Here in Britain, the same demand reaches you. Capital that sells smartphones from stolen cobalt, extracts rent, suppresses wages, and disciplines labour into a willingness it then calls free. The demand is for consent to the state, while Prevent surveils the mosque, DWP sanctions the claimant, the Public Order Act criminalises the protester, the asylum regime drowns the migrant, and the climate regime burns the world for the same reasons Capital has always burned things. These are the same demand for the same legitimacy, asked of different bodies by the same actors. They are also the terrains in which refusal is already lived day to day, from tenants’ unions and rent strikes to claimant organising and disability resistance, unionised workplaces, abolitionist work, organising in and around the mosque, direct action against arms factories that the state now prosecutes as terrorism, and mutual aid networks holding together what the state has chosen to abandon.
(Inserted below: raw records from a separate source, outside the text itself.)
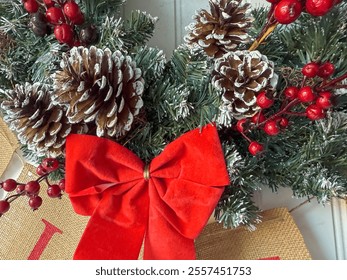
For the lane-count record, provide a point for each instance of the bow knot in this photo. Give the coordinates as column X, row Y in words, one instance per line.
column 146, row 173
column 165, row 203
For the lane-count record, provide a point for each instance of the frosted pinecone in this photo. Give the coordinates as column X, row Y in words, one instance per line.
column 223, row 29
column 101, row 87
column 240, row 76
column 39, row 124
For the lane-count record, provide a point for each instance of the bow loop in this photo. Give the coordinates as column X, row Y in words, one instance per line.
column 167, row 203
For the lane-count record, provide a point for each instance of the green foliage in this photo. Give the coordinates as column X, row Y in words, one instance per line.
column 309, row 157
column 317, row 39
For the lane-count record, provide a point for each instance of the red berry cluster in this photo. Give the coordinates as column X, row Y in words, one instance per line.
column 287, row 11
column 62, row 15
column 315, row 100
column 32, row 189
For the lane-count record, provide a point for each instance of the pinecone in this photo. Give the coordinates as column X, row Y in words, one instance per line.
column 38, row 124
column 222, row 30
column 102, row 87
column 241, row 76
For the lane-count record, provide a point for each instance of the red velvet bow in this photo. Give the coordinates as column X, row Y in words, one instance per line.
column 166, row 205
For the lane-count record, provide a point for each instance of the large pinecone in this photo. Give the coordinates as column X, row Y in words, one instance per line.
column 222, row 30
column 102, row 87
column 38, row 124
column 241, row 76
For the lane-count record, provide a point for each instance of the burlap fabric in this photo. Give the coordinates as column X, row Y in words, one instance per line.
column 277, row 236
column 8, row 144
column 21, row 228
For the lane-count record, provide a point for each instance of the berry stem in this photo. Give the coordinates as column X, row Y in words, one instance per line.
column 246, row 137
column 285, row 110
column 268, row 28
column 14, row 197
column 298, row 114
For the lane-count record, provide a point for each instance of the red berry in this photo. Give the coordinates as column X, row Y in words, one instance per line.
column 31, row 6
column 4, row 206
column 64, row 33
column 287, row 11
column 50, row 164
column 54, row 191
column 78, row 20
column 255, row 148
column 291, row 92
column 258, row 118
column 319, row 7
column 20, row 189
column 9, row 185
column 310, row 70
column 32, row 188
column 326, row 70
column 306, row 94
column 263, row 101
column 271, row 128
column 240, row 125
column 55, row 15
column 314, row 112
column 324, row 100
column 62, row 184
column 71, row 9
column 283, row 122
column 41, row 171
column 35, row 202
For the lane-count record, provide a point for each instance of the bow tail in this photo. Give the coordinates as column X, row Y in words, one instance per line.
column 166, row 243
column 116, row 238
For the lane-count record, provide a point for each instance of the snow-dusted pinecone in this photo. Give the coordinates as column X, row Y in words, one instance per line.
column 241, row 76
column 39, row 124
column 223, row 29
column 101, row 87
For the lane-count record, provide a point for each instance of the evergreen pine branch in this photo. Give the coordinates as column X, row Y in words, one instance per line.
column 152, row 62
column 317, row 39
column 138, row 29
column 96, row 11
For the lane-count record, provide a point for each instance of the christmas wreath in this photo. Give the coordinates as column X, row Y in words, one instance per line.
column 271, row 79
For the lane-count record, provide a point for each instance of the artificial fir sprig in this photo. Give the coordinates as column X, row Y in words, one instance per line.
column 179, row 95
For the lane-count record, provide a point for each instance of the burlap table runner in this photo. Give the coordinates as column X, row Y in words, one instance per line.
column 277, row 236
column 8, row 144
column 52, row 232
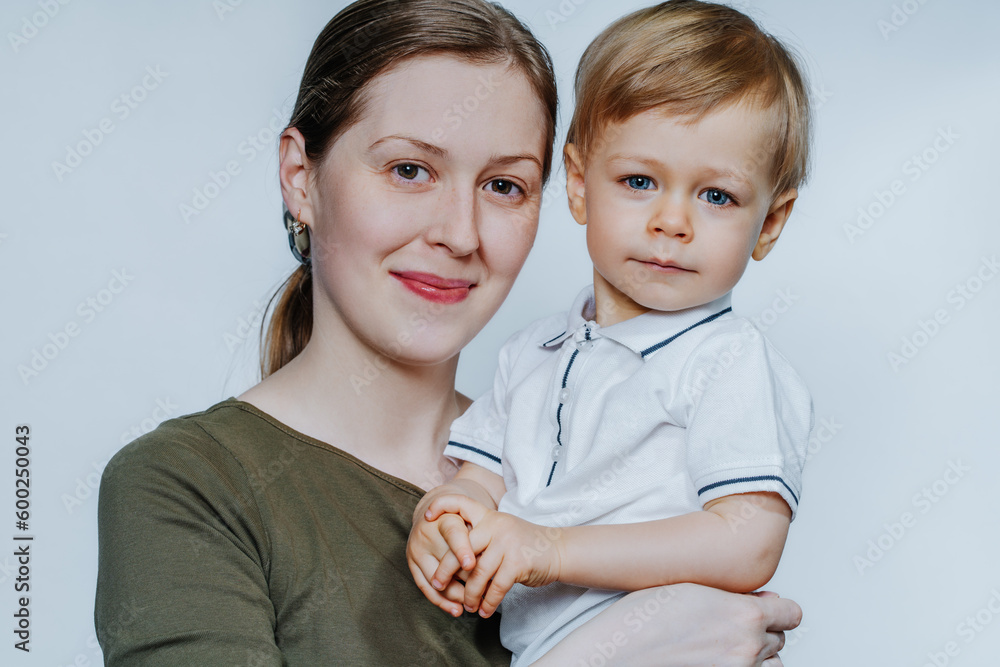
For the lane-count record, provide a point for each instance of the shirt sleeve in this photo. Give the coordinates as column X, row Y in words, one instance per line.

This Muharram, Karbala’s question returns: what is being asked of you, your labour, your consent, and your willingness to legitimate what dominates, and what it would mean to refuse to give it?

Mourning and Refusal

Imam Husayn was, in worldly terms, defeated. The defeat became the foundation of a politics that has lasted fourteen hundred years and has not, despite every effort, been domesticated. Karbala’s memory long predates the work of Tronti, Federici, or Holloway; without quite knowing it, the autonomist tradition has been working alongside something older and more practised than itself.

Indeed, the secular left has pushed on without much of what Muharram carries. A movement that lives for the next campaign or election has little to fall back on when the campaign fails or the election is lost; it scatters, demoralised, and is built again from near scratch. Muharram does the reverse by gathering a community around a defeat, grieved in the body, with recognition that this is the same grief a person’s grandparents knew and their grandchildren will know. That is why the grief is not sentiment but strategy, since a “we” founded on a defeat cannot be undone by one, nor can it come apart the moment victory doesn’t come. The secular left is not unaware of this, producing what Walter Benjamin named the tradition of the oppressed, the idea of keeping alive the dead and the defeats that power seeks to bury, with its own commemorations and martyrs. But theory is not practice, and a commemoration observed is not grief lived; none of it has been held across the generations the way Karbala has, annually for fourteen hundred years.

Every day is Ashura, every land is Karbala. The question Imam Husayn refused to answer with a pledge is the question Capital and the state continue to ask of every body they can reach. 

Two refusals, different in soil and orientation, learning each other’s names.